Coalitional Game Theory Facilitates Identification of Non-Coding Variants Associated With Autism.
Min Woo SunAnika GuptaMaya VarmaKelley M PaskovJae-Yoon JungNate T StockhamDennis Paul WallPublished in: Biomedical informatics insights (2019)
Studies on autism spectrum disorder (ASD) have amassed substantial evidence for the role of genetics in the disease's phenotypic manifestation. A large number of coding and non-coding variants with low penetrance likely act in a combinatorial manner to explain the variable forms of ASD. However, many of these combined interactions, both additive and epistatic, remain undefined. Coalitional game theory (CGT) is an approach that seeks to identify players (individual genetic variants or genes) who tend to improve the performance-association to a disease phenotype of interest-of any coalition (subset of co-occurring genetic variants) they join. This method has been previously applied to boost biologically informative signal from gene expression data and exome sequencing data but remains to be explored in the context of cooperativity among non-coding genomic regions.

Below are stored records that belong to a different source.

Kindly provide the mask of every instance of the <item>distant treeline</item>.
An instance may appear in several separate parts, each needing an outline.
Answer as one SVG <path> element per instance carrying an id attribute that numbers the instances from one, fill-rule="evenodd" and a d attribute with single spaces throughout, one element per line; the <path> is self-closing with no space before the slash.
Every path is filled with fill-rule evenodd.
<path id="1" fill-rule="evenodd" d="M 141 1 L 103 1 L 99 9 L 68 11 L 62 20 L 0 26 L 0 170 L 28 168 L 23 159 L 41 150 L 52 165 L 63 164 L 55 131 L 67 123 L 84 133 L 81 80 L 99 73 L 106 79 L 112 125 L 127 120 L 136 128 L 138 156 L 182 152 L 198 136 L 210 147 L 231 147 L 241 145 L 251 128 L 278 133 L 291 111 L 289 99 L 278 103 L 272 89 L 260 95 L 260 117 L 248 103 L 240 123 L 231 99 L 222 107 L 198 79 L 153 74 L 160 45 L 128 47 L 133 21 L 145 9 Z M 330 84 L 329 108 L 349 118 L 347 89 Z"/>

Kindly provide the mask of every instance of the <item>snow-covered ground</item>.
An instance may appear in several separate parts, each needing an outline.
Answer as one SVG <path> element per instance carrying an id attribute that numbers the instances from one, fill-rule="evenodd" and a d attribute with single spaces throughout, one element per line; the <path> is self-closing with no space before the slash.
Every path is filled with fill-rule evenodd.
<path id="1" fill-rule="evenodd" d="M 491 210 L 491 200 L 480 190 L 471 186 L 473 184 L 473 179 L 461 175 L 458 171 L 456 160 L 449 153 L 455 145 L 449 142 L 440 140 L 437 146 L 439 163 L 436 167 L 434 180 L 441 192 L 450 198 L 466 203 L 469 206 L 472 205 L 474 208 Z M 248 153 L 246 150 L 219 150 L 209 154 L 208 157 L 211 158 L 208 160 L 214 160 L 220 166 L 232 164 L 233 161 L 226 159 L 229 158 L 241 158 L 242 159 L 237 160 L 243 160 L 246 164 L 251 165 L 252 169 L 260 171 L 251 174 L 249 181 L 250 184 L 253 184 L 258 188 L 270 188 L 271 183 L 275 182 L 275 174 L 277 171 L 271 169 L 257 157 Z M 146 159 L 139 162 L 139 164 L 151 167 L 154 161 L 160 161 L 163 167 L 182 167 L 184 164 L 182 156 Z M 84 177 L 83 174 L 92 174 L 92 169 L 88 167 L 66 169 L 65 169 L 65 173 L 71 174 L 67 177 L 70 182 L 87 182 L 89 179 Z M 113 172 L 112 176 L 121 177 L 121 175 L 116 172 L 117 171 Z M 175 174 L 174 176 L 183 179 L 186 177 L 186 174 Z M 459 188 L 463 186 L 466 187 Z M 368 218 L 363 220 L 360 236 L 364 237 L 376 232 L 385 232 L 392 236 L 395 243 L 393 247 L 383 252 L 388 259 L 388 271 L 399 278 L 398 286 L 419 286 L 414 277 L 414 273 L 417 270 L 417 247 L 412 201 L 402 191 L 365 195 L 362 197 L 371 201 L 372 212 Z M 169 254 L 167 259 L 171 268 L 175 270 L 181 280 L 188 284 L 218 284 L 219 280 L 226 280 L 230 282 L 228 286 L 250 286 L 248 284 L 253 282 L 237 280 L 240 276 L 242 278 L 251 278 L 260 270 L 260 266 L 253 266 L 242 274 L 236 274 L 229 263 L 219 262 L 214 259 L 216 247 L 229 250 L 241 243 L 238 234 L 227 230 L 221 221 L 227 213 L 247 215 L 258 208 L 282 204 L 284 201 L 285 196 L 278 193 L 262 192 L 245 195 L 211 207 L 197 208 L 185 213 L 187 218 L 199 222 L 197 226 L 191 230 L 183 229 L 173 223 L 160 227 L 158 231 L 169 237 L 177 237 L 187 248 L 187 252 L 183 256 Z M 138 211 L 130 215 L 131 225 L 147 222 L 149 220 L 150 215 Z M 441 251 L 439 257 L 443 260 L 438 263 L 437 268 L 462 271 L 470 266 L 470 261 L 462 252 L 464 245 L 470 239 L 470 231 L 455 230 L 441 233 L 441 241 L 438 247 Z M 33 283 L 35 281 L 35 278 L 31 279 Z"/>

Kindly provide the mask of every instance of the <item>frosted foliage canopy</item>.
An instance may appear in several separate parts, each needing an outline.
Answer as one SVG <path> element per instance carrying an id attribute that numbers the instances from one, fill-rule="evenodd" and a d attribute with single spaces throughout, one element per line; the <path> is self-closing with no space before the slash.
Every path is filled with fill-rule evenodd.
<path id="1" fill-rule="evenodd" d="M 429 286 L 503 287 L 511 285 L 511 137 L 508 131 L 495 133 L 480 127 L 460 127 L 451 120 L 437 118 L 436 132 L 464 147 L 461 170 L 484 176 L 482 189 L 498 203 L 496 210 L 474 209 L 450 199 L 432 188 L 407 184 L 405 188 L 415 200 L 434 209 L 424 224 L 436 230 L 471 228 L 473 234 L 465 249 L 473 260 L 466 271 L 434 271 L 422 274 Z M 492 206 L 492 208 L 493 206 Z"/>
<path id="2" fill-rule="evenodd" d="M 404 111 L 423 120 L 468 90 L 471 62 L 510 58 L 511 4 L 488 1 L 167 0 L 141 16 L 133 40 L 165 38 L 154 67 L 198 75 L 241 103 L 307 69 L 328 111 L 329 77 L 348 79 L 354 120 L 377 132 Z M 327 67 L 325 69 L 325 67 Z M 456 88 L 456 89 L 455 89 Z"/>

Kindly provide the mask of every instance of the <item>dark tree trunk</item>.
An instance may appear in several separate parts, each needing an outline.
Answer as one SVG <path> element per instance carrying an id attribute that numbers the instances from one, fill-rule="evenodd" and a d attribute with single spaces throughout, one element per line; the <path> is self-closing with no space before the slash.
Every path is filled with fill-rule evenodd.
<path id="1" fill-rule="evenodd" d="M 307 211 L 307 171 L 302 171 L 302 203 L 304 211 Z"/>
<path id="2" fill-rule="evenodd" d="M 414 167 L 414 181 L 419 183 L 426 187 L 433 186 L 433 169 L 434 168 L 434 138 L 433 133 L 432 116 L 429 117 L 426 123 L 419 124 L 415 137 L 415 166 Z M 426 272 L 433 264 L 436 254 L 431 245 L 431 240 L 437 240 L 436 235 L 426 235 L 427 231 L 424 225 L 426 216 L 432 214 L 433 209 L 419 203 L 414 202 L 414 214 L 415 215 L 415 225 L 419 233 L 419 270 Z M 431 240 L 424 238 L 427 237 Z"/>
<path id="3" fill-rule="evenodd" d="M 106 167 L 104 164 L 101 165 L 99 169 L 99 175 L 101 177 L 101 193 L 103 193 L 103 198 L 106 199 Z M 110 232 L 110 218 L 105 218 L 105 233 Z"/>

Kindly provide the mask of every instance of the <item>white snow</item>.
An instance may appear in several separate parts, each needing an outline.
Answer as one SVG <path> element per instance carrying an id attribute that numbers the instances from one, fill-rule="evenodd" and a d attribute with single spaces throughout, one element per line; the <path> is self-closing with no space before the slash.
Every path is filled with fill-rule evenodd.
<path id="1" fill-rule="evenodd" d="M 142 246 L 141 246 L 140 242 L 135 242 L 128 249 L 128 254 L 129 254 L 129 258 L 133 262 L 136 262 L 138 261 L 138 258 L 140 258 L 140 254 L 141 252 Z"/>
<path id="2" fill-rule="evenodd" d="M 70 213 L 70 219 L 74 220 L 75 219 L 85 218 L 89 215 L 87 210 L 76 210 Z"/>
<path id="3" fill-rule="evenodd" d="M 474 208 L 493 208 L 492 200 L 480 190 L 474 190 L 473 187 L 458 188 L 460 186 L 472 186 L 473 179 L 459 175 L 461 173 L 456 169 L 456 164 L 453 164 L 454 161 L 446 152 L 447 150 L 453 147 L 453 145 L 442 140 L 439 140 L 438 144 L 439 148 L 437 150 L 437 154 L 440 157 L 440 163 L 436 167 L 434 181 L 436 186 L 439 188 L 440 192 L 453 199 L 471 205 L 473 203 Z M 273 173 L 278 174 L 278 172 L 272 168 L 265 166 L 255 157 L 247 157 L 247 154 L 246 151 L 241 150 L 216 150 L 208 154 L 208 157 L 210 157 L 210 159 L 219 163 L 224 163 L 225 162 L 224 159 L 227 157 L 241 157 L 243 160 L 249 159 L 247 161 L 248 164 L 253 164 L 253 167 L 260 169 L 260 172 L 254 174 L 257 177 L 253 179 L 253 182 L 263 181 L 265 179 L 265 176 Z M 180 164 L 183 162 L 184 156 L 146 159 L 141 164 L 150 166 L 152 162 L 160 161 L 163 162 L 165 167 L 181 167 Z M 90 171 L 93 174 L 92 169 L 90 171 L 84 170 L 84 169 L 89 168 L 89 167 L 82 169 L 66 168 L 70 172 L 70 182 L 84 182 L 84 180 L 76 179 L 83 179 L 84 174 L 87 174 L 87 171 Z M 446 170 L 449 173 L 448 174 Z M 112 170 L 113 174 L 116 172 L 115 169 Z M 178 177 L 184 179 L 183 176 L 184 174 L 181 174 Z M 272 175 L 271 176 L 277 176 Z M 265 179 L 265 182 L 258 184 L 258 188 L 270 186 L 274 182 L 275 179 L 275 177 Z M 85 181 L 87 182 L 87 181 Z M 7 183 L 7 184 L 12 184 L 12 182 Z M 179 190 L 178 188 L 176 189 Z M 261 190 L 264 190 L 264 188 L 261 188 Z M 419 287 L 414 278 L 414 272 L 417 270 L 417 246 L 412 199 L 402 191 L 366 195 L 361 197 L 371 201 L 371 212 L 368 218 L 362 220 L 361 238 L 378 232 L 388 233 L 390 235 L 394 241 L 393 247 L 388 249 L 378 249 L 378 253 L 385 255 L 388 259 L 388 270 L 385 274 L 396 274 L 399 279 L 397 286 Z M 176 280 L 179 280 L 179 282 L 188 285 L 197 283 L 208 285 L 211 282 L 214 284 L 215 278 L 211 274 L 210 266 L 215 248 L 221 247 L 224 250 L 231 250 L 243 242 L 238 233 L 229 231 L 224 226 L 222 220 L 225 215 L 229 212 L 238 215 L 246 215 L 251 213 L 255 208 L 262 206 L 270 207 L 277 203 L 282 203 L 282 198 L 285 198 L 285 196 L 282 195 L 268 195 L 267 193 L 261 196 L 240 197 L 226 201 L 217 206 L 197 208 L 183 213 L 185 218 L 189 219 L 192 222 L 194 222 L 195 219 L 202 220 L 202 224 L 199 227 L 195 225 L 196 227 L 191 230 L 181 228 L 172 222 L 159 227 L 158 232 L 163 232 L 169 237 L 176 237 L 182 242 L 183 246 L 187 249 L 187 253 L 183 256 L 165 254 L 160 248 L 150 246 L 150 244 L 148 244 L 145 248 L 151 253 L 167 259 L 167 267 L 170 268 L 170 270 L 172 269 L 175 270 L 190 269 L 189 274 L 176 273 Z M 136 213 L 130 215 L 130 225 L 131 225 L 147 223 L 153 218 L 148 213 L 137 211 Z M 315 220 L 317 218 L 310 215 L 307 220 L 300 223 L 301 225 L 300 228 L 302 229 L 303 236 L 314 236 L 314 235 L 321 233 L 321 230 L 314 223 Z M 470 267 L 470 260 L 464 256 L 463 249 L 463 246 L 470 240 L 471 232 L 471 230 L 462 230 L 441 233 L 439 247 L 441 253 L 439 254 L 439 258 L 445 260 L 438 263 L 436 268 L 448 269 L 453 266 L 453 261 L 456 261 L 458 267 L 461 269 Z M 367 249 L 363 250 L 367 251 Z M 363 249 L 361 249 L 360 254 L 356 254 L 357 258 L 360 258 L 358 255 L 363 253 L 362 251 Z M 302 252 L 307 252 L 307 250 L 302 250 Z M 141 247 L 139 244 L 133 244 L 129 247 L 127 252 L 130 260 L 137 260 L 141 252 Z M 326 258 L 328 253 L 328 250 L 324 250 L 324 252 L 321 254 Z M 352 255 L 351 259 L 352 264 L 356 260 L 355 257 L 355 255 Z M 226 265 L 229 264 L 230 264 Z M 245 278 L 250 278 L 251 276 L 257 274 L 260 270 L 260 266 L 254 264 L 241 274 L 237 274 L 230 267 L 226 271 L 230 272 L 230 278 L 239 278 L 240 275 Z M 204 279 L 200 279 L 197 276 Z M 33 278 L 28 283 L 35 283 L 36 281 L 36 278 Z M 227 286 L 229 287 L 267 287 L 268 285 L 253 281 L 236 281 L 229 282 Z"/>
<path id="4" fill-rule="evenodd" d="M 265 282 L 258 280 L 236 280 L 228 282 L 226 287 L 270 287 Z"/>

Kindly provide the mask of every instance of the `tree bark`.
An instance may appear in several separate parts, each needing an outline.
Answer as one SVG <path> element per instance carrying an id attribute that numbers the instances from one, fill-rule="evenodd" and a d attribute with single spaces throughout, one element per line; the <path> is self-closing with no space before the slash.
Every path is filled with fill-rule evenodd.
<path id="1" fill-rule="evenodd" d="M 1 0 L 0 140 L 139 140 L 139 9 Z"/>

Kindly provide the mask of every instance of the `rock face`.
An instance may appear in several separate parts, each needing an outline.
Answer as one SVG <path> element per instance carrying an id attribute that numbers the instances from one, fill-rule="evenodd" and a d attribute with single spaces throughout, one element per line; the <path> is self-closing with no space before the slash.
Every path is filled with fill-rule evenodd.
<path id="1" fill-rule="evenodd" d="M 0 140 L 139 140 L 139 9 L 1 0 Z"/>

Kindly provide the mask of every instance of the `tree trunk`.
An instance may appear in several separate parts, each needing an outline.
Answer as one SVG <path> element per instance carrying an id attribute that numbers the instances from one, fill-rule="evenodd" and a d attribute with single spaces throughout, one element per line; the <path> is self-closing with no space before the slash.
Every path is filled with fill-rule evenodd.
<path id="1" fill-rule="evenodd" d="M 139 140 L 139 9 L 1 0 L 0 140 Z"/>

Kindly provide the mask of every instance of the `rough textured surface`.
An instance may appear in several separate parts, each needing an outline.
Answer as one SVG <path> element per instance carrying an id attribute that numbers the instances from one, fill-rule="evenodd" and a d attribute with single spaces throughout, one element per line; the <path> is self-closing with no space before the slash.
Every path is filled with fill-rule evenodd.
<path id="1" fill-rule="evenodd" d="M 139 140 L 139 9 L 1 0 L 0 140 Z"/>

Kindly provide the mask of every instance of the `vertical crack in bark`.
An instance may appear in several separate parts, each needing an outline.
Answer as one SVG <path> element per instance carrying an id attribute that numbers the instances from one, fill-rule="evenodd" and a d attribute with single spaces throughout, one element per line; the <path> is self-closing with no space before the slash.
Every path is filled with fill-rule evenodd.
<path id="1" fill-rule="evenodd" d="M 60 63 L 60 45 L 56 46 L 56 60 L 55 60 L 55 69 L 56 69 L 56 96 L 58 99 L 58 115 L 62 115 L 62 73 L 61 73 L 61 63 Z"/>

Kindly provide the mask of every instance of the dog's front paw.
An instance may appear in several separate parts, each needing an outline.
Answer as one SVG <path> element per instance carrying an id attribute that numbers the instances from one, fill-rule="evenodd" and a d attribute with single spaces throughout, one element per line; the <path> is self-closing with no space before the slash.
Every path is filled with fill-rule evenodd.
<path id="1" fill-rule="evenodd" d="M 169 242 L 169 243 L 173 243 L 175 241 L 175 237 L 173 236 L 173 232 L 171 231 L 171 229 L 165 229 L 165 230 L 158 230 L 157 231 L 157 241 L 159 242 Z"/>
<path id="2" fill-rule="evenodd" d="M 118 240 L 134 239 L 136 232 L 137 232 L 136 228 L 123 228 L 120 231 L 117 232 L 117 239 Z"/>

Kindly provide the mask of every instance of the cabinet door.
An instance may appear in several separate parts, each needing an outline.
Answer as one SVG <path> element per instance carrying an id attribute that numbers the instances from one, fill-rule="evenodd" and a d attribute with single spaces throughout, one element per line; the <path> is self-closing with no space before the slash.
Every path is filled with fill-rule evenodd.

We describe our extension of previous work, highlighting non-coding chromosomal regions relevant to ASD using CGT on alteration data of 4595 fully sequenced genomes from 756 multiplex families. Genomes were encoded into binary matrices for three types of non-coding regions previously implicated in ASD and separated into ASD (case) and unaffected (control) samples. A player metric, the Shapley value, enabled determination of individual variant contributions in both sets of cohorts. A total of 30 non-coding positions were found to have significantly elevated player scores and likely represent significant contributors to the genetic coordination underlying ASD. Cross-study analyses revealed that a subset of mutated non-coding regions (all of which are in human accelerated regions (HARs)) and related genes are involved in biological pathways or behavioral outcomes known to be affected in autism, suggesting the importance of single nucleotide polymorphisms (SNPs) within HARs in ASD. These findings support the use of CGT in identifying hidden yet influential non-coding players from large-scale genomic data, to better understand the precise underpinnings of complex neurodevelopmental disorders such as autism.